Things have gone way beyond the breaking point. People are on automatic pilot. But somehow they manage to hold it all together. They cannot allow themselves to fall apart. They have developed an amazing ability to cope and keep going. To survive two years living through this, it’s impressive. The family and community support is enormous.
Sometimes just one session is enough. Some people just need to hear that what’s happening to them is normal, that they are not going mad. But there are other patients who I had to work with for longer. The idea is to set a clear objective with them, and to get there step by step with behavioral therapy. There is no time for long analysis sessions, but you can do very sound psychological work with these short-form therapy techniques.

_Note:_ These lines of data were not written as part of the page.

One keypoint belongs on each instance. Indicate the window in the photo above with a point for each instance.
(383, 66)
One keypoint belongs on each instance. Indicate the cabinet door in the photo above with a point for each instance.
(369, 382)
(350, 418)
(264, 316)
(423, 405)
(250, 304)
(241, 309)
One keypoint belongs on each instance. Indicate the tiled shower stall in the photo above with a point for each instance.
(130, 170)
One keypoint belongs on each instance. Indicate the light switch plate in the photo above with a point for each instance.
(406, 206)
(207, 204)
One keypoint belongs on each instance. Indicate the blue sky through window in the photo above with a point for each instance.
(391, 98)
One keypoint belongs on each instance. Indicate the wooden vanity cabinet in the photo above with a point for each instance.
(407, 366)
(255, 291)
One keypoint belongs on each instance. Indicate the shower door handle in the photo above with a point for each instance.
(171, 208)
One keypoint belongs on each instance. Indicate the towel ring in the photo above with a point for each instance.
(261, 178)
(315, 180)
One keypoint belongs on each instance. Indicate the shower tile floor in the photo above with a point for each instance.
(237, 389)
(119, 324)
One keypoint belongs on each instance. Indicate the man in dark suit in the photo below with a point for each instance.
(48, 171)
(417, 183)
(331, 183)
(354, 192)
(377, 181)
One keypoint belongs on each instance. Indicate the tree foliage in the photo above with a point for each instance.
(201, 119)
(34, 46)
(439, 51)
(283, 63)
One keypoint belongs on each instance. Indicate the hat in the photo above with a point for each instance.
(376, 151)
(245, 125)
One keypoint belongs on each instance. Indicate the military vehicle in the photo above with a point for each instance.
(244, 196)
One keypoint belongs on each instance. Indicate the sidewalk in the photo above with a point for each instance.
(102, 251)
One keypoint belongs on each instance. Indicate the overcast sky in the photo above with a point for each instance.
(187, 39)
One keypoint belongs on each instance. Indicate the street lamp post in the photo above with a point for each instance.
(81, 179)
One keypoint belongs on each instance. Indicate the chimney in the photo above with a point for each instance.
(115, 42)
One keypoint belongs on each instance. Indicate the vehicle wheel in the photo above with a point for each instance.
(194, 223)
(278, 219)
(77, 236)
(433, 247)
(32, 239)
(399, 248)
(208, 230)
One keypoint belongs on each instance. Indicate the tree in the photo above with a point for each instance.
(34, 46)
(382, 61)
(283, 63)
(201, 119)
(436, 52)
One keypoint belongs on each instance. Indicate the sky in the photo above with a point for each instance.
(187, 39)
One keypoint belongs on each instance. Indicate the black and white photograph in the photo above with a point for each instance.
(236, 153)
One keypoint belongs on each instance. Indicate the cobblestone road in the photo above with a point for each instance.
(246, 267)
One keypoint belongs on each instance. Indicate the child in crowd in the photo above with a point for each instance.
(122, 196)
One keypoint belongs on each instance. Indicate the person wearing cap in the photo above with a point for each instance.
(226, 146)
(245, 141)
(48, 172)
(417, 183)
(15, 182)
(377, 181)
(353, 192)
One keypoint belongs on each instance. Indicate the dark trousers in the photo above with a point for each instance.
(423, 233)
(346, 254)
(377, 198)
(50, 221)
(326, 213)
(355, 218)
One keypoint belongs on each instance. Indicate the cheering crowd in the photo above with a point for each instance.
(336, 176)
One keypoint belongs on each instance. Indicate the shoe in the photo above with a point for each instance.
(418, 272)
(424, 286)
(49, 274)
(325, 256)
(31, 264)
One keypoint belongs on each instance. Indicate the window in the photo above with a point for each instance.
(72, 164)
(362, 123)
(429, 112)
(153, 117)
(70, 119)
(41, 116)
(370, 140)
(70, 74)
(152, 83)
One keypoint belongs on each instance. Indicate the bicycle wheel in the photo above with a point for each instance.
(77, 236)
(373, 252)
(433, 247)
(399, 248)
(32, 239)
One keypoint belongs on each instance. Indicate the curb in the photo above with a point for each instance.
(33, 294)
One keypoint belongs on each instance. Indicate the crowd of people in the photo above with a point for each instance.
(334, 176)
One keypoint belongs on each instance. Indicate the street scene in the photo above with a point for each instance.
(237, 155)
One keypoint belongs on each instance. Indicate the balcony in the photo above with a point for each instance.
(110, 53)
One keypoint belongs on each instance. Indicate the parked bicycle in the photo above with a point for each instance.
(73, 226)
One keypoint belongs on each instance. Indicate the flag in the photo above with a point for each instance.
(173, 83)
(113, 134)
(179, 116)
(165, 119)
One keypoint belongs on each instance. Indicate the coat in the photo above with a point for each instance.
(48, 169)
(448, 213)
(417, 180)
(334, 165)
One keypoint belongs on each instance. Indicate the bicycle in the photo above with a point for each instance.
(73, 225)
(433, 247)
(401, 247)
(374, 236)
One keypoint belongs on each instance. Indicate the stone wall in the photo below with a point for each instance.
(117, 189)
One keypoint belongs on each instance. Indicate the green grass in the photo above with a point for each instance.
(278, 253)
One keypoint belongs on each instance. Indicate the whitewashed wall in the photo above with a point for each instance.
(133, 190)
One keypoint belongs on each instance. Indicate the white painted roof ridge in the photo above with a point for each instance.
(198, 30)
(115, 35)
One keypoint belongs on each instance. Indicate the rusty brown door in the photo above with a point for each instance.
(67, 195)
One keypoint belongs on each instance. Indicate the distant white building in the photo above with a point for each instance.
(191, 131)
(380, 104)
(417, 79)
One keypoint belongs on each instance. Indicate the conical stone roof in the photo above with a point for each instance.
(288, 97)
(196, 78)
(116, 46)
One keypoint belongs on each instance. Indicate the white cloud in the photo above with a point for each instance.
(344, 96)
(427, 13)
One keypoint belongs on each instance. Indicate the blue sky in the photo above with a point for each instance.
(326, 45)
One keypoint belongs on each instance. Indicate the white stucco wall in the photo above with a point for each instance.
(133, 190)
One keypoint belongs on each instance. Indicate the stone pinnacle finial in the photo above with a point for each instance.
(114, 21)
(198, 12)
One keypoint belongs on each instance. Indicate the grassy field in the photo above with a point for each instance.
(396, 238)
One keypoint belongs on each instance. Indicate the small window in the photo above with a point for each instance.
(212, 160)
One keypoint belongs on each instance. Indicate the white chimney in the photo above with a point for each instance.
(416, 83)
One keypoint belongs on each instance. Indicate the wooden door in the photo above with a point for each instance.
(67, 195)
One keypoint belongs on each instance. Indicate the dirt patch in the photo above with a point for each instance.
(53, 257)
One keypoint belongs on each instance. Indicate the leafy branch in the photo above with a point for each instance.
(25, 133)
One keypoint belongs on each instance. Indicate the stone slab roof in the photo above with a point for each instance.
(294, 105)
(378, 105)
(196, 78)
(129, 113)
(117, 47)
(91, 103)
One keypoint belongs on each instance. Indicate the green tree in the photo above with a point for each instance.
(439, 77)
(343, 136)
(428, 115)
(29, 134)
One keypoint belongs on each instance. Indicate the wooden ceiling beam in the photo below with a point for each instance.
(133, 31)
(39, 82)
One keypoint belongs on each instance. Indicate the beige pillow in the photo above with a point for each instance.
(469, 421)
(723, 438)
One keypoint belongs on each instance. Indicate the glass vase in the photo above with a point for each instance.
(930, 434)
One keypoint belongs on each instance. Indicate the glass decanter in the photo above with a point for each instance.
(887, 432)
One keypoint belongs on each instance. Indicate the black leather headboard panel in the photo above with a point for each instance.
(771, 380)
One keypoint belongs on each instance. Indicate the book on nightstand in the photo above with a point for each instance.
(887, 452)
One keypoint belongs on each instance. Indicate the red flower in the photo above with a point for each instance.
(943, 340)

I remember one patient, a woman who was six months pregnant. She came to the hospital asking for a premature delivery. There was no medical reason; she just wanted us to do a C-section and deliver her baby as soon as possible. She was very jumpy, very agitated.
“A number of people have quietly told me that they no longer know what the war is about. They are terrified at the idea that they are fighting their neighbors, their friends… and they don’t know why anymore.”
I sat with her and we worked out that this was one baby too many, a child born of the war, and she felt that the baby was sapping all her energy. All she wanted to do was take anti-depressants, but she couldn’t because she was pregnant.
We worked out a plan of relaxation exercises. And we made a diary where she would write down when she felt tense and what had happened to cause the tension. And a few sessions later we moved on to preparing for the arrival of her baby.
At our last session she showed me the baby clothes for her soon-to-be-born baby. She hadn’t yet chosen a name, but she had made great strides and was ready. She was my last patient, my last session on my last day. I left the project with the sense that my time had been well spent.